Nutballs have always been around. Previous administrations didn’t put them in charge.


Members have so many more choice nowadays: car, town house, country club, vacations, lobbying career - oh yeah, Constitution?

In 1950, 12 days after the start of the Korean War, FBI director J. Edgar Hoover had a plan “to apprehend and detain persons who are potentially dangerous to the internal security of the country” — thousands of them, almost all American citizens.

Hoover submitted the plan to President Harry Truman’s special consultant for military and foreign affairs, Adm. Sidney Souers — who had been the first director of the nascent Central Intelligence Agency in 1946 — and to Souers’ successor as Truman’s top security aide, James Lay.

According to the plan, the United States was to round up suspects, detain them at federal prisons or military facilities and eventually allow them a hearing that would not be bound by the rules of evidence.
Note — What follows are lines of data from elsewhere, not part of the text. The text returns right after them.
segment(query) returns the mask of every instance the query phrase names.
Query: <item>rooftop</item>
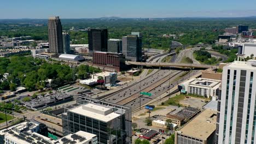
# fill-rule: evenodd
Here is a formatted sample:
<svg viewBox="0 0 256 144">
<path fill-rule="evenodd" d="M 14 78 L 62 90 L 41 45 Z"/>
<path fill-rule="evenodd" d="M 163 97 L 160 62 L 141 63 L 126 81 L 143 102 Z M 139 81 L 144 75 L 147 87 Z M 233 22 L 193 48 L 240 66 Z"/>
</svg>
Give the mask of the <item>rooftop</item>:
<svg viewBox="0 0 256 144">
<path fill-rule="evenodd" d="M 206 109 L 178 132 L 201 140 L 206 140 L 216 129 L 217 112 Z"/>
<path fill-rule="evenodd" d="M 79 106 L 69 110 L 69 111 L 104 122 L 108 122 L 120 116 L 120 114 L 113 112 L 112 108 L 91 103 Z"/>
<path fill-rule="evenodd" d="M 79 56 L 79 55 L 63 53 L 63 54 L 60 55 L 59 58 L 74 59 L 75 57 L 78 56 Z"/>
<path fill-rule="evenodd" d="M 95 134 L 79 131 L 60 139 L 53 140 L 31 130 L 36 127 L 39 128 L 37 123 L 22 122 L 1 130 L 0 135 L 4 135 L 8 139 L 14 140 L 19 143 L 24 144 L 65 144 L 68 143 L 68 141 L 70 142 L 68 143 L 82 144 L 97 136 Z"/>
<path fill-rule="evenodd" d="M 224 68 L 226 67 L 256 70 L 256 60 L 249 60 L 247 62 L 234 61 Z"/>
</svg>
Author Ronald Kessler said he sees a big difference between that plan and the detention of suspected terrorists now. Kessler has penned several books about the FBI, including “The Bureau.”

“The court has allowed all the measures that the Bush administration has used to find terrorists to continue,” he said. “Congress has allowed all the measures to continue as well. So it’s quite a contrast with the days of J. Edgar Hoover.”

Back in the day, other versions of thought police were overcome - with the help of courts defined by respect for our Constitution and [a few] members of Congress with guts and backbone.